Barack Obama's nominee for supreme court justice has been confirmed by the US senate judiciary committee, leaving her a step away from becoming the first Hispanic to serve on the court.
The panel on Tuesday voted 13 to 6 in favour of Sonia Sotomayor becoming a member of the nine-member court.
The full senate, which is controlled by democrats allied to the US president, must still give its assent to the former federal judge's confirmation before Sotomayor takes the post, which is an appointment for life.
Of those who voted to confirm Sotomayor in the post, 12 were democrats and only one was a republican, highlighting the political division over her appointment to the court.
"Judge Sotomayor is well qualified.
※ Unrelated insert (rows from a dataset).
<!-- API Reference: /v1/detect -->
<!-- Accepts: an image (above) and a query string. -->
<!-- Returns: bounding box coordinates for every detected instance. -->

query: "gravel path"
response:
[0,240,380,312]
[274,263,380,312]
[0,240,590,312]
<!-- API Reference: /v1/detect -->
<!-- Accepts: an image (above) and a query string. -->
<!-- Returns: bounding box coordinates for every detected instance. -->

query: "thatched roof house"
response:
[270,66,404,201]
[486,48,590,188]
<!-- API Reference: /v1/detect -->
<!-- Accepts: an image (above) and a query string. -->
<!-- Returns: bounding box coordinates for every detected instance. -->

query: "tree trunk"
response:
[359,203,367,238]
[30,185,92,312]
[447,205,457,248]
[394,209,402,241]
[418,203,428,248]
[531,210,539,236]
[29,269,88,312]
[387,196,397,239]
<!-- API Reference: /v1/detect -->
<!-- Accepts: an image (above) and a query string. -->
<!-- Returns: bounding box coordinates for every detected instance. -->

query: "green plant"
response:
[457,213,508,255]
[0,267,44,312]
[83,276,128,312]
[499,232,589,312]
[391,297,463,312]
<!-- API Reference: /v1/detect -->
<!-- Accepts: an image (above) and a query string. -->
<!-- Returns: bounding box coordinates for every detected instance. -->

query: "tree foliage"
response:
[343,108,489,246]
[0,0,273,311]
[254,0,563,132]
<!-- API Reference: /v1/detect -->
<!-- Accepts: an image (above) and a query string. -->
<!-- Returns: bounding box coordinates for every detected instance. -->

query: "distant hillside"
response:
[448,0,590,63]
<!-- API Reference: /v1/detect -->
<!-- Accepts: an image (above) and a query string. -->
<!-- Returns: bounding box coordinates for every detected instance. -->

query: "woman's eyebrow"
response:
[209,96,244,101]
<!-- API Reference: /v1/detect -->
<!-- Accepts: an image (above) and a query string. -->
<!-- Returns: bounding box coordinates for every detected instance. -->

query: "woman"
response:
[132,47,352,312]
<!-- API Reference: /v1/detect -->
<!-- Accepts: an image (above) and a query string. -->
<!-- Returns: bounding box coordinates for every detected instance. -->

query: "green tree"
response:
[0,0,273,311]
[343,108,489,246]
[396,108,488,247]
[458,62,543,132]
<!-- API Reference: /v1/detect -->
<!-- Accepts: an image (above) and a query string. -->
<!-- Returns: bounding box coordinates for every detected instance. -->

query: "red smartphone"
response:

She has the highest rating by the American Bar Association," Patrick Leahy, the committee chairman and a democrat, said.
"She has administered justice without favouring one group of persons over another."
Claims of bias
But panel republicans opposed to Sotomayor's appointment to the supreme court argued that her rulings could be made from a biased standpoint.
"[Sotomayor is] of good character ... she was extremely well qualified"
Lindsey Graham, republican who voted for Sotomayor's appointment
Some of her speeches suggested that ethnicity and gender could play a role in her judicial decisions, they said over five days of panel hearings.
"In speech after speech, year after year, Judge Sotomayor set forth a fully formed ... judicial philosophy that conflicts with the great American tradition of blind justice and fidelity to the law as written," Jeff Sessions, the senior republican senator on the committee, said on Tuesday.
But Lindsey Graham, the only republican to vote for Sotomayor and who urged party members to support her, said her qualifications were what prompted him to vote for her appointment.
"She's of good character ... she was extremely well qualified," he said, adding that Sotomayor was "left of centre but certainly in the mainstream".
During the panel hearings, Sotomayor repeatedly denied that she was a "judicial activist", saying that she would maintain fidelity to the law.
Should the full senate give its agreement to Sotomayor joining the nine-member supreme court, she will assume her post in time for a special session in September.
At present, four liberals and five conservatives serve on the bench.
Sotomayor's appointment as a replacement to Justice David Souter, a liberal judge who is retiring, means that the court's ideological outlook will remain largely the same.